NM. Adnyani

Ada dua tipe manusia yang terlihat sangat berbeda, namun keduanya menyimpan kecemasan yang sama. Yang pertama, menganggap dirinya penuh dosa, tak layak, dan selalu merasa bersalah. Yang kedua, merasa dirinya mulia, berbudi, dan sering membanggakan pencapaiannya. Sekilas bertolak belakang, namun keduanya terjebak dalam jerat pikiran sendiri. Mereka cemas, gelisah, dan jauh dari damai.
Mengapa demikian?
Karena keduanya hidup di dalam penghakiman. Yang satu menghukum diri, yang lain memuja diri. Keduanya tidak benar-benar melihat diri apa adanya, melainkan melalui lensa mental yang bias dan penuh beban. Keduanya membutuhkan hal yang sama: kepuasan mental. Dan itu tidak datang dari penilaian, pujian, atau penyesalan. Itu hanya bisa ditemukan dalam keheningan batin—dalam meditasi.

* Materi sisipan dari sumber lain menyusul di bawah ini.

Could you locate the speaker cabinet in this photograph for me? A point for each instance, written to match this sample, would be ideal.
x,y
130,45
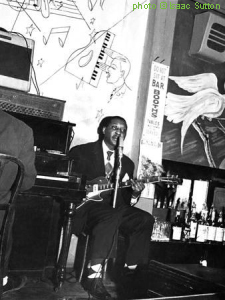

Sathya Sai Baba mengatakan bahwa pemahaman akan tumbuh dari meditasi, dan dari pemahaman itu lahir kebijaksanaan. Tetapi meditasi bukan sesuatu yang bisa diraih hanya karena tahu bahwa itu penting. Harus ada keinginan yang menyala. Keinginan itu harus kuat, lebih kuat dari kemalasan, lebih besar dari keraguan, dan lebih tahan dari segala bentuk godaan untuk lari.
Keinginan untuk berubah adalah benih dari usaha. Tanpa keinginan, tidak ada gerak. Tanpa usaha, keinginan tetap angan. Maka dalam setiap langkah meditasi, kita sesungguhnya sedang menjawab pertanyaan terdalam dari hidup: siapkah aku mengenali diriku sendiri, tanpa topeng dosa dan tanpa bayang mulia?
Meditasi tidak menuntut kita menjadi orang lain. Ia hanya meminta kita diam, jujur, dan hadir. Di situlah pemahaman lahir, bukan karena kita diberi tahu, tapi karena kita melihat sendiri.
Dan ketika kita mulai melihat, kecemasan pun memudar.
Kita tidak perlu menjadi sempurna untuk mengalami kedamaian. Kita hanya perlu hadir sepenuhnya dalam keheningan, dalam keinginan tulus untuk mengerti diri.